In the spirit of this, for this week’s practice I invite you to try a body scan, by Melanie Fennell. The body scan attends to each part of the body in turn, from the tips of the toes to the top of the head. It listens to everything, and neglects nothing. By gently acknowledging what is here, the body scan creates a wise foundation for observing what is really needed. And then, perhaps, you might like to talk about it – with your family, a friend, with me, or just with yourself, in a diary or on a walk.

May you and your tigers keep safe and well over the next week.
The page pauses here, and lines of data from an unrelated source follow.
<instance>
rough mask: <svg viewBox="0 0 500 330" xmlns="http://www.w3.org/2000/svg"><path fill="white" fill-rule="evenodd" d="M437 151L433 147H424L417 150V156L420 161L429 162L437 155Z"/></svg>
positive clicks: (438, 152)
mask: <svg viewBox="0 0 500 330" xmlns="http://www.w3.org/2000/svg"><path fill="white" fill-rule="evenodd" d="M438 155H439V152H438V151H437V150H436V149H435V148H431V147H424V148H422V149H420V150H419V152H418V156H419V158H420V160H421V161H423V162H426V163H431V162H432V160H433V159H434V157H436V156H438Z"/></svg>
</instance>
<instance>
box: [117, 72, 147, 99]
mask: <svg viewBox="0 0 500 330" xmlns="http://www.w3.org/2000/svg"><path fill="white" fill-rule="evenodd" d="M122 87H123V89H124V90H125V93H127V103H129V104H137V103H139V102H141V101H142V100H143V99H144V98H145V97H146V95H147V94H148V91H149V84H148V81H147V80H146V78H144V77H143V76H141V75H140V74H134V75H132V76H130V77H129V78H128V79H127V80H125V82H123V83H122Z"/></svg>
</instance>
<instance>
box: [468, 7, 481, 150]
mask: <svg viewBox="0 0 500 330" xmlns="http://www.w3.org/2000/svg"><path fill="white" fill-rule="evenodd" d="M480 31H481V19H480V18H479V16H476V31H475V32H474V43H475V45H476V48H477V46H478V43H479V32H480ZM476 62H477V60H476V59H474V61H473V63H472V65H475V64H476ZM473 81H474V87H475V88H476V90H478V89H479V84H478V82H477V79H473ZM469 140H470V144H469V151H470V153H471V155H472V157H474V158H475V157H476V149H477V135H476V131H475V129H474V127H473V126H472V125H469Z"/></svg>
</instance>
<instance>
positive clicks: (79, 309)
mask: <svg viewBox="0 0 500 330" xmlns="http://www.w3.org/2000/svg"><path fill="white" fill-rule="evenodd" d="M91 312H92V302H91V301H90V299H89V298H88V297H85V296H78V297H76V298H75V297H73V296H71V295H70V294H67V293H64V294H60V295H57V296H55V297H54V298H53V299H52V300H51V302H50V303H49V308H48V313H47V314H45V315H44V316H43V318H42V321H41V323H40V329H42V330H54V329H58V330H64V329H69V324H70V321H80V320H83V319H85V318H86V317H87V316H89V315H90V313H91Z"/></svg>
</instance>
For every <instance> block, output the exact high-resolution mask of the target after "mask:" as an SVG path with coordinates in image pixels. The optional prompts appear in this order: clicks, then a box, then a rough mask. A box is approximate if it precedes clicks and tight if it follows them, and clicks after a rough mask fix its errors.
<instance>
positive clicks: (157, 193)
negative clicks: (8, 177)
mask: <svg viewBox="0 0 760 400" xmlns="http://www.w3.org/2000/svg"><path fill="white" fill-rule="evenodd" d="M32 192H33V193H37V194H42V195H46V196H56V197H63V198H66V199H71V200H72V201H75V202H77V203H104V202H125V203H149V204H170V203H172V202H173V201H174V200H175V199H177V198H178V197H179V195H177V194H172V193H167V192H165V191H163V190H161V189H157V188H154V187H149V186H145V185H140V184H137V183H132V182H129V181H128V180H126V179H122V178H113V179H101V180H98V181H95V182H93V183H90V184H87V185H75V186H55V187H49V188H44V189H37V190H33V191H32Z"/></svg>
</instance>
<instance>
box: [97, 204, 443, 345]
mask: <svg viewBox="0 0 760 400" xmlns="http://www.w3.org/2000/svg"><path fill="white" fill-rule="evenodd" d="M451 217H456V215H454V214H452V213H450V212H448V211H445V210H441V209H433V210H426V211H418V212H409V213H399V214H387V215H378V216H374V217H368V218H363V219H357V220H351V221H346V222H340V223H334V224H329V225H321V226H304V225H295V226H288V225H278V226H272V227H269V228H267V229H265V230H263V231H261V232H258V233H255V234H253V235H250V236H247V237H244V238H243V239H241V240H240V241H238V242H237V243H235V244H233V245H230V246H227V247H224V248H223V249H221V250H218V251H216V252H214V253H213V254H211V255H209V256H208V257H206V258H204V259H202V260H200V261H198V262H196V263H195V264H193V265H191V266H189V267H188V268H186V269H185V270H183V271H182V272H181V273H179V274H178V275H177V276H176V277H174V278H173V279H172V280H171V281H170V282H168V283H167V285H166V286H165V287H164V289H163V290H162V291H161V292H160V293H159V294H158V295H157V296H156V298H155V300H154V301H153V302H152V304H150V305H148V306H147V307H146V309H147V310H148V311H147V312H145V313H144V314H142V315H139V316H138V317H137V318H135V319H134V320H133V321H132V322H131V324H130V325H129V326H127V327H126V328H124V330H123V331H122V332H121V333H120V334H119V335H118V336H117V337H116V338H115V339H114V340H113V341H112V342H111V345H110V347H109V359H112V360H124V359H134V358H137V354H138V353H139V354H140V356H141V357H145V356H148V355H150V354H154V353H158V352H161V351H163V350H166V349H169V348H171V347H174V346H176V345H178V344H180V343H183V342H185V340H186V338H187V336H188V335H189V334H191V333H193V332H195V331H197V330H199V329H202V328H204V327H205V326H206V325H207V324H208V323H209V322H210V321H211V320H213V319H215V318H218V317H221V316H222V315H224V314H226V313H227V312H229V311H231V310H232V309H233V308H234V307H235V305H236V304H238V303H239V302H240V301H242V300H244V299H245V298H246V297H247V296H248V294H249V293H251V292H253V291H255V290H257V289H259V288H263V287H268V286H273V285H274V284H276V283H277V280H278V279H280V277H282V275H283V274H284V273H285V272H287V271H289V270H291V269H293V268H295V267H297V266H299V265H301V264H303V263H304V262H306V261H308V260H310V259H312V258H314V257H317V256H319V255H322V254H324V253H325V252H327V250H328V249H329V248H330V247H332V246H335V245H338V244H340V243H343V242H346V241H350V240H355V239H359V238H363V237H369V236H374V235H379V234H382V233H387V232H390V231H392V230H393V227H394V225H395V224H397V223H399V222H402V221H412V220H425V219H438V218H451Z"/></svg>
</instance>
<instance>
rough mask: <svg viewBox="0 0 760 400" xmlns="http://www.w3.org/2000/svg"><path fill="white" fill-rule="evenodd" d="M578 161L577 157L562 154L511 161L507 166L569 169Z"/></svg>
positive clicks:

I leave you with this poem below, The Guest House, by Rumi.

 

With best wishes,

Kitty

 

 

This being human is a guest-house.

Every morning, a new arrival.

 

A joy, a depression, a meanness,

some momentary awareness comes

as an unexpected visitor.

 

Welcome and entertain them all!

Even if they’re a crowd of sorrows,

who violently sweep your house empty of its furniture, still, treat each guest honorably.

He may be clearing you out for some new delight.

 

The dark thought, the shame, the malice, meet them at the door laughing, and invite them in.

Be grateful for whoever comes, because each has been sent as a guide from beyond.